C.M. Downey

PhD Student, University of Washington Linguistics

Low-Resource NLP, Unsupervised Morphosyntax, Typology, Endangered Language Revitalization

About Me

I am currently a PhD student in Computational Linguistics with the University of Washington Department of Linguistics, under the advisement of Dr. Fei Xia. My research focuses on NLP at roughly the Morphosyntactic level: including unsupervised morpheme segmentation, syntactic parsing, and POS tagging. I am also very interested in applying NLP to low-resource and endangered languages, and generally to the task of language preservation and revitalization.

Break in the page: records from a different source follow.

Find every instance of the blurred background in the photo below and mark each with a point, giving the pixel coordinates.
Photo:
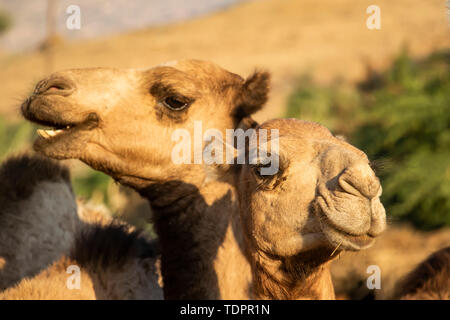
(386, 90)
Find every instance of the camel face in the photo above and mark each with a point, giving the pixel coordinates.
(121, 121)
(324, 195)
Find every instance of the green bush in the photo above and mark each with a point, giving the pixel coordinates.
(402, 118)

My languages of research are most often North American Indigenous varieties, including Lakota (Lakȟótiyapi) and Inuktitut. In my typological studies, I also often work with highly inflecting Slavic and Uralic languages such as Russian, Hungarian, and Saami.

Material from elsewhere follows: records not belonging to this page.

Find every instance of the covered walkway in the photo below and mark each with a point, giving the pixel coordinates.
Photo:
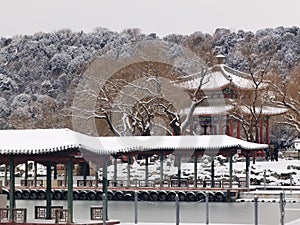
(63, 146)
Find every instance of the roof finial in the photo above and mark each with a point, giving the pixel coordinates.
(220, 59)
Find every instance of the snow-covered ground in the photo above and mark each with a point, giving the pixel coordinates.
(278, 173)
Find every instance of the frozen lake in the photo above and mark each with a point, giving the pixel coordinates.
(192, 213)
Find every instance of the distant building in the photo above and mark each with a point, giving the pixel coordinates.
(296, 144)
(229, 105)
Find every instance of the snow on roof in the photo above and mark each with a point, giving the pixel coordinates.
(296, 143)
(205, 142)
(218, 77)
(212, 110)
(265, 110)
(41, 141)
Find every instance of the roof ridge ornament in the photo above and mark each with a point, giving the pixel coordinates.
(220, 59)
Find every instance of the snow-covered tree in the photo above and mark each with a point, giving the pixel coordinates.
(287, 94)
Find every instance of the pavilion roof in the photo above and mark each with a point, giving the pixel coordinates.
(225, 109)
(203, 142)
(40, 141)
(265, 110)
(218, 77)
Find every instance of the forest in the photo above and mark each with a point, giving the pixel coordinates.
(39, 73)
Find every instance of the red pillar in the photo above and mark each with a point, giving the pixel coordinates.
(231, 128)
(220, 126)
(238, 130)
(267, 132)
(261, 132)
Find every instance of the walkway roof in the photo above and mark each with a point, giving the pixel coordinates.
(41, 141)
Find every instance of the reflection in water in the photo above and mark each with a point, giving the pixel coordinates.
(230, 213)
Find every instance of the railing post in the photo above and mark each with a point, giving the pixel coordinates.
(255, 211)
(177, 208)
(282, 205)
(104, 208)
(265, 180)
(135, 207)
(207, 207)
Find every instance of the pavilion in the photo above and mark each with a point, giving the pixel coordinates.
(229, 103)
(64, 146)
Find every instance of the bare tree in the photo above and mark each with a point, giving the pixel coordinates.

For the duration of the 2019-2020 academic year, my research will be funded by the FLAS fellowship from the Henry M Jackson School of International Studies, for research and coursework involving Inuktitut.

My Research

My research focuses on Natural Language Processing methods for low-resource languages, and specifically, how these methods can be applied to the task of Language Revitalization for Indigenous languages. My training before my PhD program consisted of a B.S. in Linguistics, as well as extensive coursework in Computer Science, including algorithmic analysis, Machine Learning, and Computational Linguistics.

I am interested in such topics as unsupervised segmentation of units smaller than word-level, due to the fact that many Indigenous and otherwise understudied languages have a complex structure within a single “word” as delineated by spaces that appear to each side. This requires NLP that diverges significantly from models constructed for English and other European languages, in which single “words” tend to have much less internal structure.

The task of Indigenous NLP also requires leverage around the problem of scarcity of data. Most state-of-the-art models for NLP today assume very large bodies of text, with a corpus of 1 million words being considered “small”. Most Indigenous and endangered languages have bodies of text only a small fraction of the size of English NLP datasets, and so my research also aims to discover methods of leveraging statistics, manipulating data, and incorporating information or data from related languages to work around this problem.

Finally, it is my aim to channel my research not just towards the acquisition of linguistic knowledge, but towards the more concrete task of Language Revitalization among groups who have experienced serious attrition of their native language due to colonialism and other global influences. Many of these communities have experienced outside pressure to give up their traditional language, and many of these languages now exist only in archives by-and-large inaccessible to Indigenous groups. It is my hope that NLP can be a tool to restore such languages to some level of vibrancy within Indigenous communities by making technology-based language-learning easy and accessible for both students and teachers in Indigenous groups, even if the language in question has been dormant for generations.